Basil Hunter had paid several visits to the shed, and was on his way again this morning in the leisurely fashion he found himself adopting for ‘Kudjeri’, where his responsibilities remained spiritual rather than technical.

On reaching the closed door he paused to pick a splinter or two from the slab wall, then to expend his splinters by plunging them one after another into the dust-cemented cobweb funnels. It achieved nothing, but he found the pastime as absorbing and consoling as any of the many rituals of childhood.

When he had finished he glanced round to see whether anyone had noticed: he could have deceived an adult by turning it into a joke, but a child would have recognized the dead seriousness of such behaviour. There was nobody looking, fortunately.

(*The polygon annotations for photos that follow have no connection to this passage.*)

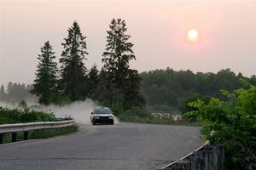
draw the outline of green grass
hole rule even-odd
[[[54,136],[59,136],[63,134],[69,134],[74,133],[78,130],[79,127],[77,125],[73,125],[69,127],[63,127],[58,128],[48,128],[48,129],[39,129],[30,131],[28,133],[28,139],[47,139]],[[17,133],[17,141],[23,140],[24,133],[19,132]],[[3,144],[11,142],[11,133],[6,133],[3,135]]]
[[[173,121],[166,116],[153,116],[147,110],[143,108],[134,108],[118,115],[120,122],[140,122],[151,124],[183,125],[183,126],[201,126],[200,122],[191,122],[188,121]]]
[[[55,117],[53,113],[0,107],[0,124],[51,122],[55,120]]]

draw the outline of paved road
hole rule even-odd
[[[87,125],[70,135],[1,145],[0,169],[156,169],[201,144],[199,128]]]

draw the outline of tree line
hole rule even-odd
[[[30,93],[44,105],[63,105],[90,98],[104,105],[122,110],[143,106],[141,76],[137,70],[129,66],[129,62],[136,57],[126,31],[125,20],[111,20],[102,56],[103,67],[98,70],[94,65],[88,70],[84,65],[89,54],[86,37],[82,34],[79,23],[74,21],[61,43],[63,51],[58,62],[49,41],[41,48],[36,78]],[[9,95],[9,92],[7,94]]]
[[[0,101],[20,102],[22,100],[33,101],[35,96],[29,93],[32,89],[32,85],[24,83],[9,82],[6,89],[3,85],[0,88]]]
[[[256,85],[256,76],[246,77],[241,73],[236,75],[230,69],[217,73],[197,72],[189,70],[174,71],[171,68],[145,71],[143,77],[142,94],[147,99],[150,110],[186,110],[187,101],[196,99],[208,100],[211,97],[224,99],[220,90],[232,92],[244,88],[240,79]],[[186,112],[187,110],[184,110]]]

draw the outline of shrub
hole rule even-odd
[[[208,104],[189,104],[198,110],[188,114],[204,122],[207,139],[224,144],[226,169],[256,169],[256,86],[244,84],[248,89],[222,91],[226,101],[212,98]]]

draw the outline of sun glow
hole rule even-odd
[[[195,29],[189,31],[188,40],[191,42],[196,42],[198,41],[198,31]]]

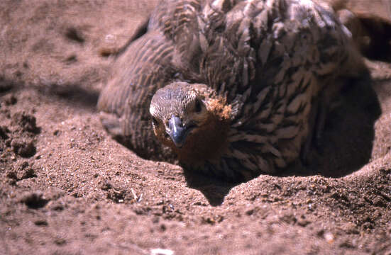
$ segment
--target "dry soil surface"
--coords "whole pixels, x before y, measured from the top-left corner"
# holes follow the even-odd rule
[[[228,183],[113,140],[95,105],[153,1],[0,1],[1,254],[391,254],[391,64],[307,166]],[[159,250],[160,249],[160,250]]]

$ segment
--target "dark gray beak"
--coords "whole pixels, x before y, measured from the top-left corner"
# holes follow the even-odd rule
[[[170,128],[168,135],[171,137],[171,140],[174,142],[176,147],[181,148],[185,144],[189,132],[194,125],[184,127],[181,119],[179,117],[172,115],[168,121],[168,127]]]

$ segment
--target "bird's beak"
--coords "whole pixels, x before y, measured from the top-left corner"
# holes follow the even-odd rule
[[[168,135],[176,147],[181,148],[186,140],[189,132],[194,128],[194,125],[184,126],[179,117],[172,115],[168,121],[170,131]]]

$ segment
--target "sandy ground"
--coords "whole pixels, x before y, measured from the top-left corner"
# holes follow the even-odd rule
[[[308,166],[244,183],[113,140],[95,105],[155,3],[0,1],[1,254],[391,254],[391,64],[344,91]],[[158,250],[158,249],[164,250]]]

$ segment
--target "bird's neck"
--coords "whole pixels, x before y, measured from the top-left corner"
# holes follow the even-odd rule
[[[219,162],[228,147],[231,107],[225,96],[211,89],[204,93],[206,120],[197,129],[198,134],[188,137],[187,146],[175,148],[180,161],[192,166],[202,166],[205,161]]]
[[[207,125],[197,130],[199,134],[189,136],[182,148],[173,149],[181,162],[192,166],[202,166],[205,161],[218,162],[228,149],[228,120],[210,114]]]

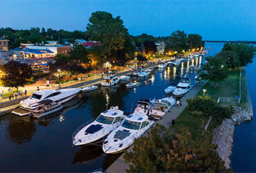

The great door creaked and staggered wide open once the wooden arm which held it had been withdrawn from the iron hasp. Instead of the door a curtain of spangled light hung protecting the secrets of the cavern beyond. He pushed through, needlessly stooping, for the swallows’ nests encrusting the lintel were several feet above his head. As on previous occasions, his heart was beating noisily for the pleasures of renewed acquaintance.

Stashed away in the shadows of the barn, all these implements and machines were by now more believable as sculpture, though here and there, traces of a practical function clung still to esoteric forms: soil to a ploughshare; grains of unsown maize in a row of wooden box-compartments; a faint pungency of fertilizer lingering where he had lifted a lid. From touching the scant remains of superphosphate his ephemeral fingertips became as shrivelled as the ageless grains of corn.

He was lured farther: to bounce on a harvester’s rusted though resilient seat, while walls of green fell before his progress down the river flat. He could feel the hand at his shoulderblades: to prevent young Basil falling off. Hating at the time this indignity of protective hands, you would have had them back long after shrugging them off for ever: strong but submissive, insensitive, while abrasively solicitous.

Mucking around always deeper in the shadow, Basil knew he was deliberately saving one corner till the last. Where most of the utilitarian machines had returned to being the bores they always were, nothing would dull his delight in what that far corner contained. He was trembling to such an extent he was glad to bend down and pick up a boot he could not remember noticing on other visits. A bloom of fungus on leather cast in iron wrinkles discouraged any normal foot from prising its way into the boot. Suddenly Basil was determined to wear it, and got it on. He was able to hobble around too, heel raised higher than the inturned toe. And was not handicapped more than he already knew: he could have been wearing this same unnatural boot on his walk to Dover.